Researchers from Murdoch University have been granted $1.9 million, as they aim to demystify tick-related diseases in Australia.
Researchers from Murdoch University have been granted $1.9 million, as they aim to demystify tick-related diseases in Australia.
A team of researchers at Murdoch University is leading a national initiative to help the thousands of Australians suffering from a poorly defined illness contracted from tick bites.
The National Health and Medical Research Council has announced a grant of $1.9 million to fund a four-year project based at Murdoch University, to be carried out in collaboration with the Australian Rickettsial Reference Laboratory in Geelong, the University of Queensland, Monash University, several hospitals in Sydney’s north, and the Australian Red Cross Blood Service.
The research team at Murdoch’s Vector and Waterborne Pathogens Research Group will aim to identify the causes of an illness currently known as DSCATT (Debilitating Symptom Complexes Attributed to Ticks).
Led by Peter Irwin, Una Ryan and Charlotte Oskam, the team has been studying Australian tick-associated infections since 2013. Their work has found no evidence of the bacteria causing Lyme disease in Australian ticks, meaning DSCATT is most likely caused by microorganisms unrelated to those causing Lyme disease.
However, thousands of Australians have reported chronic bite-related symptoms including skin issues, muscle and bone pain, fatigue, neurological, and cardiac abnormalities, leaving researchers in the dark about the cause of these symptoms.
Professor Irwin said the true scale of the issue was difficult to estimate, due to the lack of accurate information.
“Our goals are to characterise the symptoms that people may or may not develop, to search for the causes, search for the triggers, search for those infectious organisms in the people now, instead of the ticks,” Professor Irwin told Business News.
“At the moment there’s not even a good case definition in Australia as to what tick illness really is.”
Professor Irwin’s team has been supported for the past four years by grants from the Australian Research Council, unearthing organisms, viruses, and parasites present in ticks.
The NHMRC grant will allow researchers to transfer this knowledge into human trials, identifying whether the microorganisms they have found in ticks are the cause of human diseases.
“Our analyses over the last four years strongly suggest there are organisms in ticks that might cause tick-borne disease in Australia,” Professor Irwin said.
“If infectious disease contributes to DSCATT, this project will identify the tick-transmitted organisms responsible.
“However, we are keeping an open mind about its possible cause.
“Most importantly for the many thousands of sufferers around Australia, understanding the cause or causes is the first step towards informing management and treatment decisions in the future.”
Professor Irwin will work closely with hospitals in the Northern Sydney Local Health District, after finding a record number of patients presenting with tick bites in the area.
“We’re going to be relying on and requiring doctors all around the country to be sampling patients who present to them with acute tick bites, that’s the starting point for this research,” Professor Irwin said.
“In Sydney, the northern beaches area is a high tick area, and those hospitals, which include Manly, Mona Vale and Hornsby, see about 1,500 tick presentations in a 20-month period – that’s a huge number.”

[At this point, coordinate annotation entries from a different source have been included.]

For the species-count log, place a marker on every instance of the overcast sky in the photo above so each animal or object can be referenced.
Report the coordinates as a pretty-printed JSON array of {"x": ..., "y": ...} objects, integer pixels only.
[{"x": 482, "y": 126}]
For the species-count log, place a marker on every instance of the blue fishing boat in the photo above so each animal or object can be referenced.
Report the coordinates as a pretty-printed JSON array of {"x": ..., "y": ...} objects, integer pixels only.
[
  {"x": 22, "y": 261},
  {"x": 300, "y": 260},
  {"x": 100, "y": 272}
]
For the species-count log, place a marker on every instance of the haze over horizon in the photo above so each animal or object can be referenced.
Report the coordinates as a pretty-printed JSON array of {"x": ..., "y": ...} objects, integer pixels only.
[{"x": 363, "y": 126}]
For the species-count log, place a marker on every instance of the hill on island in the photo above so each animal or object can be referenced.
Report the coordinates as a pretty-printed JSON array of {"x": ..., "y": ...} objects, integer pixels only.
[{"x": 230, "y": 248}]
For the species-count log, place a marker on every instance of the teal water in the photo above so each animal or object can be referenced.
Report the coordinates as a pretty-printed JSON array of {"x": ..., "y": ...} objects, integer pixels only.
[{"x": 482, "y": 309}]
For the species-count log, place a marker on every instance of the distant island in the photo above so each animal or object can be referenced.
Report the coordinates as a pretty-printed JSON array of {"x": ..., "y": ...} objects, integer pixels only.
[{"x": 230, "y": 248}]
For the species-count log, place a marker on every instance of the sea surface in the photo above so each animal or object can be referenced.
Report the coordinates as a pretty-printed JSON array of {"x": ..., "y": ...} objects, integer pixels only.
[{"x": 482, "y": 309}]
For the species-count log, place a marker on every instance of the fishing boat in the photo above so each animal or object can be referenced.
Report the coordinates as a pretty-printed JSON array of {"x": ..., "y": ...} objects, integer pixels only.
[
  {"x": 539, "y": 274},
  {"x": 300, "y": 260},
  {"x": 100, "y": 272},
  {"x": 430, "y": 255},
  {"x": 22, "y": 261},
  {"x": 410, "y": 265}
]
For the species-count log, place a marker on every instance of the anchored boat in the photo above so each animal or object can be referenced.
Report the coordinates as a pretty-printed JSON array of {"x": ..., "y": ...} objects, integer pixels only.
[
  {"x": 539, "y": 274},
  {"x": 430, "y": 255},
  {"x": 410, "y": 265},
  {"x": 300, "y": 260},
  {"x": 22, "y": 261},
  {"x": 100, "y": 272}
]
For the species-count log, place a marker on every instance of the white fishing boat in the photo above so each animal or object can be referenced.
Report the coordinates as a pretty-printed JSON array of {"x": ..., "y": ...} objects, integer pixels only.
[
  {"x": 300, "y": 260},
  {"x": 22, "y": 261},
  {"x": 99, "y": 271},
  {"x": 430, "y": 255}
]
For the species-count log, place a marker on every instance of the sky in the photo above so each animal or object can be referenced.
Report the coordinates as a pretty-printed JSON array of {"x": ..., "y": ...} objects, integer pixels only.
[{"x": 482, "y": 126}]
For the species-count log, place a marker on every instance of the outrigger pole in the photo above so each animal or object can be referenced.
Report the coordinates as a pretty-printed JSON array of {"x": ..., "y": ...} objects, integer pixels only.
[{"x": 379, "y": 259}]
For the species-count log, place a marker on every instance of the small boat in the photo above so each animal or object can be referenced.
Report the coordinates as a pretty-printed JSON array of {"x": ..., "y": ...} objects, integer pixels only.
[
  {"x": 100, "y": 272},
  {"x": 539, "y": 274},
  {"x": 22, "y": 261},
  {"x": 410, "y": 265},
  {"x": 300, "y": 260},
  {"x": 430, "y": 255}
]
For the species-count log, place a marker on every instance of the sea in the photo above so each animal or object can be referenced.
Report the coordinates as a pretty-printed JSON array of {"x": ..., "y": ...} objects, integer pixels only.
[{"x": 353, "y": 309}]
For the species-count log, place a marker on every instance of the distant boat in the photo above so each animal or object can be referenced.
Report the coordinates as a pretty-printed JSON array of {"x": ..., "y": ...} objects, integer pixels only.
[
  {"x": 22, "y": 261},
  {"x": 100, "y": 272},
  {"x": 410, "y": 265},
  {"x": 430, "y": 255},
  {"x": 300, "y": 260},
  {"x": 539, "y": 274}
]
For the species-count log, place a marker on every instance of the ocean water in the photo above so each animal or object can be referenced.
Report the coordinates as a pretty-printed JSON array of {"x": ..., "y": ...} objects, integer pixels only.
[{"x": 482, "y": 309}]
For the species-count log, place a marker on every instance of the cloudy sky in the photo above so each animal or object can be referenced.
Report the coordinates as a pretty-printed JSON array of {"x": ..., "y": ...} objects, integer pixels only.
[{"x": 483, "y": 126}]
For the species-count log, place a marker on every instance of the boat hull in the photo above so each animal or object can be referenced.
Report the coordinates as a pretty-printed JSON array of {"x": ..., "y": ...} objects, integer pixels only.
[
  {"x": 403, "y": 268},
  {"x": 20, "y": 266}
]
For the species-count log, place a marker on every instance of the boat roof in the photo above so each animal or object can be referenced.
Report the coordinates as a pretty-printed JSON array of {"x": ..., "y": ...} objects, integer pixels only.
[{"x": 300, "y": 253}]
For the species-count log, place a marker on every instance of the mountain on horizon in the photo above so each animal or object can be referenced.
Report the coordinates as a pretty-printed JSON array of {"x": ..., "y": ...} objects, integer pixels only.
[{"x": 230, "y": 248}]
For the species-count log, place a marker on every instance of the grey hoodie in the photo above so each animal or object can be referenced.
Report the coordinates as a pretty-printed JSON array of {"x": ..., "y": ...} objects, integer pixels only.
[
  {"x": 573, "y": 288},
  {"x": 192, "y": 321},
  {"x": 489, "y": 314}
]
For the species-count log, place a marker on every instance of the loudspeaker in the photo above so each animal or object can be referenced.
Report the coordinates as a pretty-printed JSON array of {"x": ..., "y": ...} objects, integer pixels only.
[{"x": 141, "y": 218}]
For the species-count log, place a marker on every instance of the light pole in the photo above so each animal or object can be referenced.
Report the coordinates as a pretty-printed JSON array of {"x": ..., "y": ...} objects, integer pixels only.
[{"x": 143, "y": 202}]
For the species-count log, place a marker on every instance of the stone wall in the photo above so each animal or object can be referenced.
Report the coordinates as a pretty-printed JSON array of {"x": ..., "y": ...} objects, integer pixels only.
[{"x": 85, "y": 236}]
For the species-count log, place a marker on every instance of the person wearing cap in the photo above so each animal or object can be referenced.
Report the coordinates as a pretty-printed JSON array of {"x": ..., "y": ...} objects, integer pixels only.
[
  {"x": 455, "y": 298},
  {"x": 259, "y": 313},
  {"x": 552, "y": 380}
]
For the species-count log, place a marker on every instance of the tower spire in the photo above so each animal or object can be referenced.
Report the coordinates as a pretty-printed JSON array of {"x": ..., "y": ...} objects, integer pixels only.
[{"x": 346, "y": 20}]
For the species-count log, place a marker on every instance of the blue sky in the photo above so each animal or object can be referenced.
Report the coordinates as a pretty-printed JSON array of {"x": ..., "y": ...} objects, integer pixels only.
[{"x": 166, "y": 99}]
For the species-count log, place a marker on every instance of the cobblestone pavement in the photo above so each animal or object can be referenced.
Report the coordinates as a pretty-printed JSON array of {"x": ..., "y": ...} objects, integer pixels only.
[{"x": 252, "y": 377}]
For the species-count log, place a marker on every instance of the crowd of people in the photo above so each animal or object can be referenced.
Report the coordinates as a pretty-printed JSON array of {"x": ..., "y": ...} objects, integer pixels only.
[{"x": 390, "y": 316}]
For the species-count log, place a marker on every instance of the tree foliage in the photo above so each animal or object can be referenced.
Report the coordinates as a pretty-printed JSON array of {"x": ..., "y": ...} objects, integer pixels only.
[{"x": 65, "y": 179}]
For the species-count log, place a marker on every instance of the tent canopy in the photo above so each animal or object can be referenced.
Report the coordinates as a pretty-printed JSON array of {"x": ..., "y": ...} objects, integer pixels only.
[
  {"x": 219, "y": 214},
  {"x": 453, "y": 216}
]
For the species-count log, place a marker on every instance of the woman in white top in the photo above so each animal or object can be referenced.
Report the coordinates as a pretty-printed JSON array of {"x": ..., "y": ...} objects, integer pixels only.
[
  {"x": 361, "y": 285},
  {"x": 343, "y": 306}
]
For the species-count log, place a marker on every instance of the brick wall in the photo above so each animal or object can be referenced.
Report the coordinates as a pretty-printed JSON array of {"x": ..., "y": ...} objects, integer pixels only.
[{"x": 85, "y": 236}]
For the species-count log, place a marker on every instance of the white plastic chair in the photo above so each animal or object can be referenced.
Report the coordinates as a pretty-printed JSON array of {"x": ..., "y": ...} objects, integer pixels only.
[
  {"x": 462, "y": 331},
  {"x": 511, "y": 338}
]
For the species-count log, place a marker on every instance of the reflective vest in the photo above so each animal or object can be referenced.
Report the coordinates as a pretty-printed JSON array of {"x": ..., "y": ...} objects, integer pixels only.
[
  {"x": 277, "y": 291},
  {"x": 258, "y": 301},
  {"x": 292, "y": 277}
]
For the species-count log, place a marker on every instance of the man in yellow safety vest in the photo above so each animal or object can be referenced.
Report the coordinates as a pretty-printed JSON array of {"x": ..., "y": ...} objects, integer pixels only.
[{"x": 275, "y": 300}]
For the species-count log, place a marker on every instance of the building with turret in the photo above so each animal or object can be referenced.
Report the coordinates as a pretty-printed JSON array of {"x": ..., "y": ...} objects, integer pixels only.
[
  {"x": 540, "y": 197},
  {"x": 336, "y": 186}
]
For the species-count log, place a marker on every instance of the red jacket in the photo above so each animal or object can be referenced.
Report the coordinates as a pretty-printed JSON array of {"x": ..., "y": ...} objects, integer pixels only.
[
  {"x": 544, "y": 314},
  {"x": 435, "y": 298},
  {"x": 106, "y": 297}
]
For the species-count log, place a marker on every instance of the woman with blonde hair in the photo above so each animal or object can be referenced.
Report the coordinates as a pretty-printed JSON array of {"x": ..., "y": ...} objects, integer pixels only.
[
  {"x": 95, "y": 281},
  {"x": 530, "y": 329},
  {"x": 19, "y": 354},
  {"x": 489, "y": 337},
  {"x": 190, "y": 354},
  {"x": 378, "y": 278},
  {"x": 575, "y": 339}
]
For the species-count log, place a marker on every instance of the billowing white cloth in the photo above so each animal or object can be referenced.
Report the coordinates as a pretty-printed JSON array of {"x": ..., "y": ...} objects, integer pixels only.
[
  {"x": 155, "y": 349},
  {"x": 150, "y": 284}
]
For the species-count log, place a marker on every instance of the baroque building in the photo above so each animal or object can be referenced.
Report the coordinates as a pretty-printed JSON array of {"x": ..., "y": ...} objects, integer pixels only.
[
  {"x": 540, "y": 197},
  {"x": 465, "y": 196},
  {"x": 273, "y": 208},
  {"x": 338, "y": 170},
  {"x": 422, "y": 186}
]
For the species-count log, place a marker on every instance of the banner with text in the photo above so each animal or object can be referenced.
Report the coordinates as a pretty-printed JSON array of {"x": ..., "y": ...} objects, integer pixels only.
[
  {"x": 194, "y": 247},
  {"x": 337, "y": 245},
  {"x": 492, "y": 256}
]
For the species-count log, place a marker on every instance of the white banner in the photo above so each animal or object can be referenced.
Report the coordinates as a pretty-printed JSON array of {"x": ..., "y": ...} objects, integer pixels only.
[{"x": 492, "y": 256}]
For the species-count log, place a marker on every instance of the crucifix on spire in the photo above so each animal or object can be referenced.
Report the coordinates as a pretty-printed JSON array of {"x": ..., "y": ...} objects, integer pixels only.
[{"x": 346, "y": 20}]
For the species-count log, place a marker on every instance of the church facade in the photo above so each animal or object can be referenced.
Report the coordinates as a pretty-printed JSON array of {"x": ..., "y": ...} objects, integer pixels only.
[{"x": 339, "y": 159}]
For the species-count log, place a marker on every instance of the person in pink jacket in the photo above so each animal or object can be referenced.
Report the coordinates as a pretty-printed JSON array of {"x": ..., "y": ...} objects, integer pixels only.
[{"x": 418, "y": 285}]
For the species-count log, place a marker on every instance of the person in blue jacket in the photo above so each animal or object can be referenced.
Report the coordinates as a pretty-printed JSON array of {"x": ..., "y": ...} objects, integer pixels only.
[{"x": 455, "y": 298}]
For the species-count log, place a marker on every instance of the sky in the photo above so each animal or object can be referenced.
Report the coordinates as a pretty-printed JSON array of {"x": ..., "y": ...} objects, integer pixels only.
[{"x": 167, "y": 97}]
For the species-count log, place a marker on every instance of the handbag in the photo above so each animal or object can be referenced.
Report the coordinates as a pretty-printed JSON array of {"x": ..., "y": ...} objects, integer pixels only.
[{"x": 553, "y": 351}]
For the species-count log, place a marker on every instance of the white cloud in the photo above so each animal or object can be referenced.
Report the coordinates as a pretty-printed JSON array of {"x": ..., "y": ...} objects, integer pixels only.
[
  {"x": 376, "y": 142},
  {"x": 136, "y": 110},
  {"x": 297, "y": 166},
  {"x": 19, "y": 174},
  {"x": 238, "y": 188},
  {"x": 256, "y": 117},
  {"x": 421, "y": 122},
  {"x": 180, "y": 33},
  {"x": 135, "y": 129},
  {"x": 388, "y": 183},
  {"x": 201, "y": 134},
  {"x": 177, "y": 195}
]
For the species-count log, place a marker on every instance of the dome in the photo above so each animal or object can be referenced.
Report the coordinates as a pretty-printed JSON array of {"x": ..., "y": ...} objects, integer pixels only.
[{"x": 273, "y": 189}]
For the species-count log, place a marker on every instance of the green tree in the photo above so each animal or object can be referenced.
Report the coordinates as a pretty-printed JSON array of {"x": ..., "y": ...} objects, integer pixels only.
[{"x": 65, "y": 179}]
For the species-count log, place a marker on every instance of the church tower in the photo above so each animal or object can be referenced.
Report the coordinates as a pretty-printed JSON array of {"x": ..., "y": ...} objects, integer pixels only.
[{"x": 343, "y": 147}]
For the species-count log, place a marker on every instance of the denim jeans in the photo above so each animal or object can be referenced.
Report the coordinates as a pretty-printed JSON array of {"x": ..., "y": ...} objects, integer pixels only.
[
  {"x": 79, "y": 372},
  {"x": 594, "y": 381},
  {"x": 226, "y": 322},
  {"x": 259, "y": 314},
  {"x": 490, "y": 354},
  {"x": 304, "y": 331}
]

The team will study the blood samples, skin biopsies and ticks collected from patients who present to emergency departments and GP clinics with tick bites, providing evidence to assist with correct diagnosis of patients presenting with DSCATT, and data on the range of symptoms.
Professor Irwin hopes the research will also identify the financial impact of the disease, noting it could not be estimated in Australia until more information was known.
In the US, treatment of tick-transferred Lyme disease was estimated to cost the healthcare system between US$712 million and US$1.3 billion a year, according to research by the Johns Hopkins Bloomberg School of Public Health.
“It really is very difficult to say what the economic burden is at the moment,” Professor Irwin said.
“Case definitions are not well understood, and many people who get ill from tick bites might not recognise it’s to do with the tick in the first place; they put it down to another illness.
“This is the first time this type of research has been conducted in Australia, so really it’s a clean slate.”